As the Special Rapporteur rightly notes, the vulnerability of journalists and media workers who monitor and report on protests is only exacerbated during crisis situations, including physical attacks, arrests and other human rights violations. It is essential that States take all necessary measures to protect journalists during protests, even when an assembly is dispersed or declared unlawful, where their role becomes all the more important.

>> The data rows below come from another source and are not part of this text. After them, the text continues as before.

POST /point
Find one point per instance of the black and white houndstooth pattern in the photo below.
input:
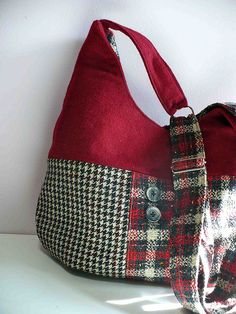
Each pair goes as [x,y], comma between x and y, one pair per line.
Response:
[82,216]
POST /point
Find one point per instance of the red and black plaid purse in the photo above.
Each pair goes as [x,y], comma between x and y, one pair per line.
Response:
[124,197]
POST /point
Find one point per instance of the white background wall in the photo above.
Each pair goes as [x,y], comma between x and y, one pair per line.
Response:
[39,43]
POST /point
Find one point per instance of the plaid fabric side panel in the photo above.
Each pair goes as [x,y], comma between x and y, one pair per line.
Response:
[222,279]
[190,207]
[148,250]
[82,216]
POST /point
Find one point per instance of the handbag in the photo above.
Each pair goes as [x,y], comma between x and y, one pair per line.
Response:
[124,197]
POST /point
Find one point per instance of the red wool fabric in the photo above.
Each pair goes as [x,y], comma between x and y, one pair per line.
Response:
[101,123]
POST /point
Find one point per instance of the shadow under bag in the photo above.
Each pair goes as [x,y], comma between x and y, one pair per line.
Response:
[124,197]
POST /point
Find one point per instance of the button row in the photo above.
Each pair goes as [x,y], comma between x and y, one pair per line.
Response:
[153,213]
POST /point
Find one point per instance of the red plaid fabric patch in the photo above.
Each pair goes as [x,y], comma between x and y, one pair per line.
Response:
[149,242]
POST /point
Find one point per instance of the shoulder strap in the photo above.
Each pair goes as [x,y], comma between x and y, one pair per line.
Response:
[162,78]
[203,251]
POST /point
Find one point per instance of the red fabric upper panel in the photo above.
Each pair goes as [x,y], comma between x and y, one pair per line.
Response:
[101,123]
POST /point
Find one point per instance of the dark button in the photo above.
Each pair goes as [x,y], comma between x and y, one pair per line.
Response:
[153,193]
[153,214]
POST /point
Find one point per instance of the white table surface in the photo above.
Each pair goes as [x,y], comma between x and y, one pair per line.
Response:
[31,282]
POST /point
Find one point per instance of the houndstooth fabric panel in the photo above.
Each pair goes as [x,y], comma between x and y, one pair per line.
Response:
[148,242]
[82,216]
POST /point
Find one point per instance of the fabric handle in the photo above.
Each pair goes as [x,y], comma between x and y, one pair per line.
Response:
[162,78]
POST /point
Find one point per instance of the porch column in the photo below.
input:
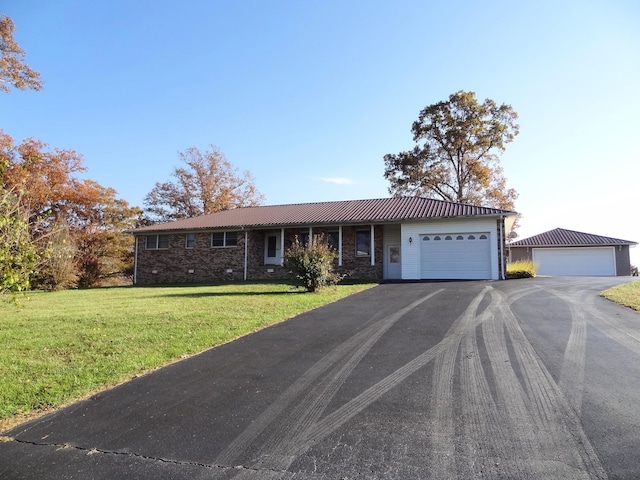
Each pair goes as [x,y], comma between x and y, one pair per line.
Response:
[246,252]
[340,245]
[373,246]
[282,247]
[135,262]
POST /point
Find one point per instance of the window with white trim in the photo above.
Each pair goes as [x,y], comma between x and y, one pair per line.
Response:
[334,240]
[156,242]
[363,243]
[224,239]
[190,240]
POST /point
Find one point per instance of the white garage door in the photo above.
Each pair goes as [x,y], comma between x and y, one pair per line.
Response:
[455,256]
[597,261]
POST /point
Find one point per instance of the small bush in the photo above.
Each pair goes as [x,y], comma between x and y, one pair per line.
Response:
[313,263]
[521,269]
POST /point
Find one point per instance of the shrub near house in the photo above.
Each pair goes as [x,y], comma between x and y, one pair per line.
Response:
[313,263]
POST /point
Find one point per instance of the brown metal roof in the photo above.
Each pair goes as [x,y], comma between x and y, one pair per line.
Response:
[329,213]
[568,238]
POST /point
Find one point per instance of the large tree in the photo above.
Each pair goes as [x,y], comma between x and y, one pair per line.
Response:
[208,183]
[457,153]
[18,252]
[13,69]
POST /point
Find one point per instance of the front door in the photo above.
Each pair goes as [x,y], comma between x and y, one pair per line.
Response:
[272,255]
[393,262]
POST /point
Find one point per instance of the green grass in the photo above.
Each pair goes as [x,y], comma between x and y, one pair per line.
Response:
[521,269]
[627,294]
[62,346]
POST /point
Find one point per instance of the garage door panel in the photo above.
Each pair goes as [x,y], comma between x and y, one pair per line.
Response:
[455,256]
[575,261]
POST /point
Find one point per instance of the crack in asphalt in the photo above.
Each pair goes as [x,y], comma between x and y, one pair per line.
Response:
[95,451]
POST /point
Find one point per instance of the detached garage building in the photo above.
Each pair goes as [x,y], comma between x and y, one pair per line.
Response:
[566,252]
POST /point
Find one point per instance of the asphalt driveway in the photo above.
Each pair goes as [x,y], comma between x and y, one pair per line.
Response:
[536,378]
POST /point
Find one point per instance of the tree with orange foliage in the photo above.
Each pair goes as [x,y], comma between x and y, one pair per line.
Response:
[58,201]
[456,156]
[13,69]
[209,183]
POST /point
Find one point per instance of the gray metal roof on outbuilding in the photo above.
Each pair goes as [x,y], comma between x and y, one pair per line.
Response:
[569,238]
[330,213]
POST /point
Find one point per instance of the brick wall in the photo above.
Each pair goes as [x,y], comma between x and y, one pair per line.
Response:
[204,264]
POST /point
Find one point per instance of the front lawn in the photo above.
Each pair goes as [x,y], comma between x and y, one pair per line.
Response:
[64,345]
[627,294]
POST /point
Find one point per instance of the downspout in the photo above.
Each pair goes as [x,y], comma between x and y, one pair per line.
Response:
[501,237]
[135,261]
[246,253]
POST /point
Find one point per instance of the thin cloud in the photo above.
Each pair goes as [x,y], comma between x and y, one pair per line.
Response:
[338,180]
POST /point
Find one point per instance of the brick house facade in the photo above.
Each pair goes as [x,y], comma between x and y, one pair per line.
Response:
[203,263]
[401,238]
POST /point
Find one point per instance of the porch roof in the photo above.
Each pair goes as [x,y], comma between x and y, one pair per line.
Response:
[381,210]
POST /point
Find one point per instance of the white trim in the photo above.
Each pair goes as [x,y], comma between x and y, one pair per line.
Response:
[135,262]
[339,245]
[282,247]
[372,245]
[246,253]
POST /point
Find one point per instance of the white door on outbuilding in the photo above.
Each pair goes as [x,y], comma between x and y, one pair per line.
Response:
[460,256]
[575,261]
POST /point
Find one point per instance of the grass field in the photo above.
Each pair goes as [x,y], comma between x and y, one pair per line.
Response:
[627,294]
[64,345]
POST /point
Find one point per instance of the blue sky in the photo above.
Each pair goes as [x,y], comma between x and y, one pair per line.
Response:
[309,96]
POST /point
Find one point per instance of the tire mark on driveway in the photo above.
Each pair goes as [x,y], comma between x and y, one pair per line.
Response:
[559,435]
[350,352]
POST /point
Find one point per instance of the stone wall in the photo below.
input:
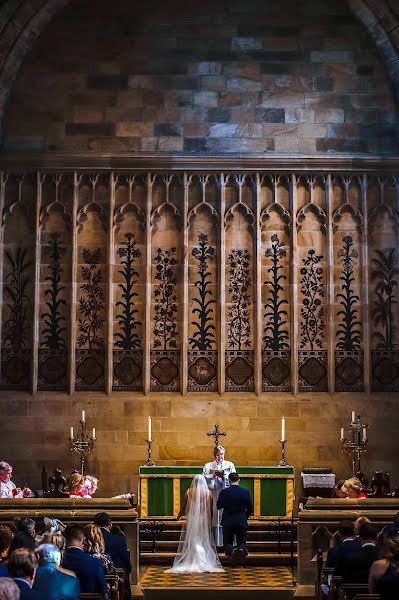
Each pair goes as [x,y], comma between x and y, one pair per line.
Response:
[36,431]
[228,78]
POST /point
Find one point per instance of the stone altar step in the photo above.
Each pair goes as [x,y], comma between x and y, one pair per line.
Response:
[258,558]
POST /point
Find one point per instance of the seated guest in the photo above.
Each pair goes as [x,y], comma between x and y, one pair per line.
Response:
[49,580]
[87,568]
[115,546]
[8,589]
[94,545]
[76,485]
[348,545]
[8,489]
[338,489]
[384,573]
[90,485]
[24,536]
[6,536]
[22,568]
[353,488]
[356,567]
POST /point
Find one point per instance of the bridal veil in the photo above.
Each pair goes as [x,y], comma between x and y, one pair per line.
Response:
[196,552]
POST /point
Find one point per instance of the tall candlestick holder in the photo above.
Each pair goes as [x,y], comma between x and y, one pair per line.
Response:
[283,462]
[149,462]
[355,443]
[83,444]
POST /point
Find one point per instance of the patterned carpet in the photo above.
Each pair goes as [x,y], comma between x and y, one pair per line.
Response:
[155,576]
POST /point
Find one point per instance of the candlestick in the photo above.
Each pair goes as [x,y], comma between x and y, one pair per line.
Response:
[356,441]
[149,462]
[82,445]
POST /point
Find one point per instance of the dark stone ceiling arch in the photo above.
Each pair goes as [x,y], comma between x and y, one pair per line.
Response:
[22,21]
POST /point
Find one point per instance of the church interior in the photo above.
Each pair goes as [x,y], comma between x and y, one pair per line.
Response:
[199,247]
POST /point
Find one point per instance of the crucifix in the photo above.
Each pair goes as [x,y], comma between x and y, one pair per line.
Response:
[217,434]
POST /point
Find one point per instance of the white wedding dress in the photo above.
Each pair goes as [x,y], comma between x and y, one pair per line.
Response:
[196,552]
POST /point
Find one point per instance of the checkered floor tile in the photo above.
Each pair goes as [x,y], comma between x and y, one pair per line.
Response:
[155,576]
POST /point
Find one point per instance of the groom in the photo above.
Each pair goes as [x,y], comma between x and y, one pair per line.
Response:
[237,507]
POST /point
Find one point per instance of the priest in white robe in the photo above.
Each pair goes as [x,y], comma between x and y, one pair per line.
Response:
[217,475]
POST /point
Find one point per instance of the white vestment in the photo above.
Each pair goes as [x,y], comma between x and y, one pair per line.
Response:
[216,484]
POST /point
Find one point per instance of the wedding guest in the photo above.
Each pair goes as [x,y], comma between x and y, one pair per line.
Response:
[25,535]
[217,475]
[386,566]
[8,489]
[115,546]
[348,545]
[95,546]
[87,568]
[50,580]
[22,568]
[356,567]
[8,589]
[90,485]
[353,488]
[6,536]
[338,489]
[76,485]
[237,507]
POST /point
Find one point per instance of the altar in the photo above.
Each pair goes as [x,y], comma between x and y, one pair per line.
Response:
[162,490]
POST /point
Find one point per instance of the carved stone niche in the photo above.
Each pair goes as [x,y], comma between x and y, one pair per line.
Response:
[202,370]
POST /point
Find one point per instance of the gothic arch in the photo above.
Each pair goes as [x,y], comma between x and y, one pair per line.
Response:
[22,22]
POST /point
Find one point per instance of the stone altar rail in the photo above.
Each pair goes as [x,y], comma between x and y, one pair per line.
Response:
[82,511]
[318,522]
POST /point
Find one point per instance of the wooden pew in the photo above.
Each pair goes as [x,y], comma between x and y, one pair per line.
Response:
[82,511]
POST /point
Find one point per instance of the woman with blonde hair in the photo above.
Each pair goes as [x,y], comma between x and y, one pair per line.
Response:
[353,488]
[384,573]
[76,485]
[94,545]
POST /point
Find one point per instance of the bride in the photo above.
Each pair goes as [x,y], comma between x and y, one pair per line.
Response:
[196,552]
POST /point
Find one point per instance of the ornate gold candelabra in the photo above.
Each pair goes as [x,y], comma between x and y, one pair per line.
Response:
[83,444]
[149,462]
[283,462]
[356,441]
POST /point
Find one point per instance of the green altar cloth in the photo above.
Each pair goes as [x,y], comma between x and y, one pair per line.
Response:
[162,490]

We are also deeply concerned with States using biometric identification and recognition technologies, such as facial or emotional recognition, for mass surveillance of protests during crisis situations. This brings significant chilling effects, discouraging individuals from exercising their right to protest, undermining the effective functioning of participatory democracy. We urge States to implement the recommendations of the Special Rapporteur, as well as the High Commissioner, and never use these technologies to surveil protests, or for any mass surveillance of public spaces.
Alongside surveillance, States have increasingly resorted to Internet shutdowns and other forms of restrictions, including blocking and filtering, to repress protests and conceal grave human rights violations during crises. We once again remind States that Internet shutdowns can never be justified under international human rights law.
We call on all States dedicated to protecting civic space and the right to protest to fully implement the recommendations put forward by the Special Rapporteur.